Tom Cable on Day 2 of campWhile we chose to focus on the supernova bright spots in Seattle’s loss to Denver on Friday, plenty of people were dismayed by the poor performance of the offensive line.

As we said the other day, don’t worry about it.

You have to remember these facts: (1) Seattle has an inexperienced group, destined to struggle early; (2) it’s largely the same group that the Seahawks had last season, when they reached the Super Bowl; and (3) the running game is mostly a product of Russell Wilson and Marshawn Lynch anyway.

Rob Staton put together a nice analysis on the NFL’s problem in finding good linemen these days. It piggybacks comments Tom Cable made this offseason about college ruining offensive players.

For those who ask why the Seahawks don’t try to draft good linemen who are not projects, the answer is simple: The Hawks have been in poor draft position to get any of the few NFL-ready linemen over the past few years.

They wanted a tackle desperately in 2013, but teams overdrafted the position — e.g., Kyle Long supposedly was high on the Hawks’ list in the second round, and he was picked 20th overall by Chicago. In 2014, the Hawks were so desperate for a tackle that they drafted mid-round prospect Justin Britt at the bottom of the second round because they knew he wouldn’t last past the third round (they didn’t have a pick in that stanza).

This year, the Hawks reportedly tried to move up in the second round — either for a receiver or a lineman — and they ended up drafting three linemen on the third day instead.

Without being in position to take any top linemen in the draft, Cable has been stuck converting projects such as J.R. Sweezy, Kristjan Sokoli, Drew Nowak, Kona Schwenke and Jesse Davis.

Other than 2010 first-round left tackle Russell Okung, the Seahawks’ line has almost no pedigree and very little experience.
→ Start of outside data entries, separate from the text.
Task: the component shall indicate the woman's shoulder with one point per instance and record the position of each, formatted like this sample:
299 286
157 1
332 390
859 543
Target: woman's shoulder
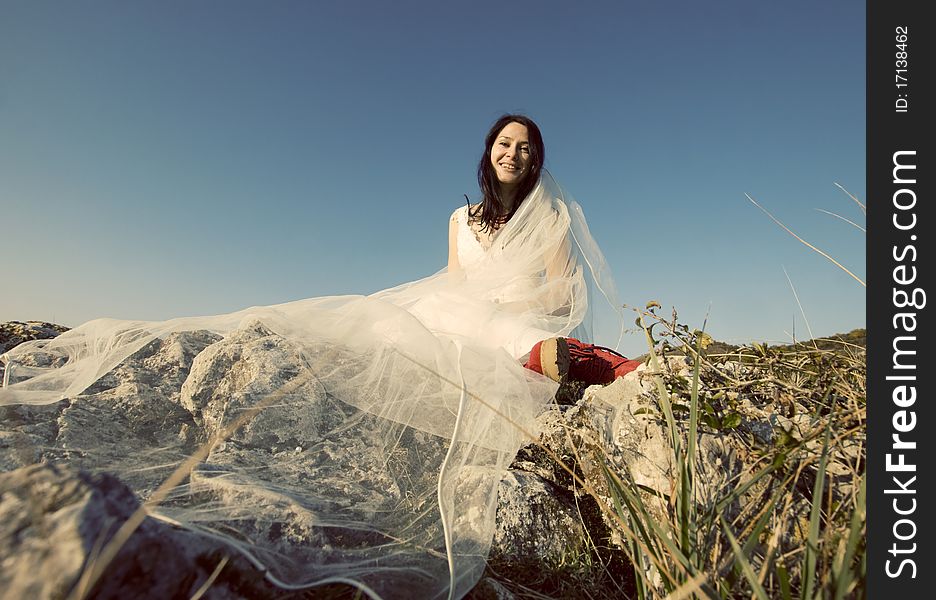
462 212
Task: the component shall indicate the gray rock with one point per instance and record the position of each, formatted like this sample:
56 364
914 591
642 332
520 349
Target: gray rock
53 521
535 522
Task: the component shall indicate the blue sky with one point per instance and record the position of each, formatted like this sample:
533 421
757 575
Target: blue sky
161 159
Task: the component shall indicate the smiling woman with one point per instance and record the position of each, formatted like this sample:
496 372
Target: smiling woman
349 438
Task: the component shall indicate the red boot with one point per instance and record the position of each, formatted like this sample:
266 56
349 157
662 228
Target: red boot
568 358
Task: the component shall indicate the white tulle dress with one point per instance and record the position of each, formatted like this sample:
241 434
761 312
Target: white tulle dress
404 408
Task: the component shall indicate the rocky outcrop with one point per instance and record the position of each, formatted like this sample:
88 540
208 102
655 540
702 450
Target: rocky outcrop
56 520
14 333
57 506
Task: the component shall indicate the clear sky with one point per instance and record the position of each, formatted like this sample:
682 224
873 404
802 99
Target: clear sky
162 159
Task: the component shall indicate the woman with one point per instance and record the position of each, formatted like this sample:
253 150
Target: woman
372 431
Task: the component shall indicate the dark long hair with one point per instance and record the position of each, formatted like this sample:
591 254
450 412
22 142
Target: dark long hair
489 212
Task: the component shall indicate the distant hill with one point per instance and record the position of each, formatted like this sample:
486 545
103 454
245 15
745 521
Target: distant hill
836 342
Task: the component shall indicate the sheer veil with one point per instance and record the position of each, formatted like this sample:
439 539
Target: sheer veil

It is a collection of Day 3 picks and undrafted free agents, so early struggles are to be expected.

Britt, Alvin Bailey and the rest certainly delivered Friday, whiffing on a bunch of blocks both in the passing game and the running attack.

It was clear to see why there is open competition at left guard: Bailey seemed lost at times, missing his man on more than one occasion.

It was just the first preseason game, though, and Cable will get his crew figured out by the time the season starts. Remember, this is pretty much the same squad that helped the Hawks get to the Super Bowl last season.

Running attacks under Cable

Everyone knows the Hawks’ running game is basically three men anyway: Cable, Lynch and Wilson. Cable develops athletic linemen in his zone scheme, Lynch breaks more tackles than any back in the league, and Wilson provides the read option wild card that has made the Hawks the top rushing team in the NFL.

Wilson’s contribution cannot be overlooked.

In 2011, while Wilson was leading Wisconsin to the Rose Bowl, the Hawks ran for just 1,756 yards. Lynch gained 68.6 percent of them.

From 2012 to 2014, with Wilson helping Lynch, the Hawks have averaged 2,510 yards — twice setting the franchise record. Lynch has run for 4,153 yards in that span (55.2 percent), and Wilson has gained 1,877 (24.9 percent) — in other words, they have combined for 80 percent of the team’s rushing yards.

Sure, the running game will struggle early in the preseason, especially as the Hawks work inexperienced players in. And it surely will have some tough days during the season, too. But you can bet — when all is said and done — the Hawks will be over 2,000 yards for the fourth straight year.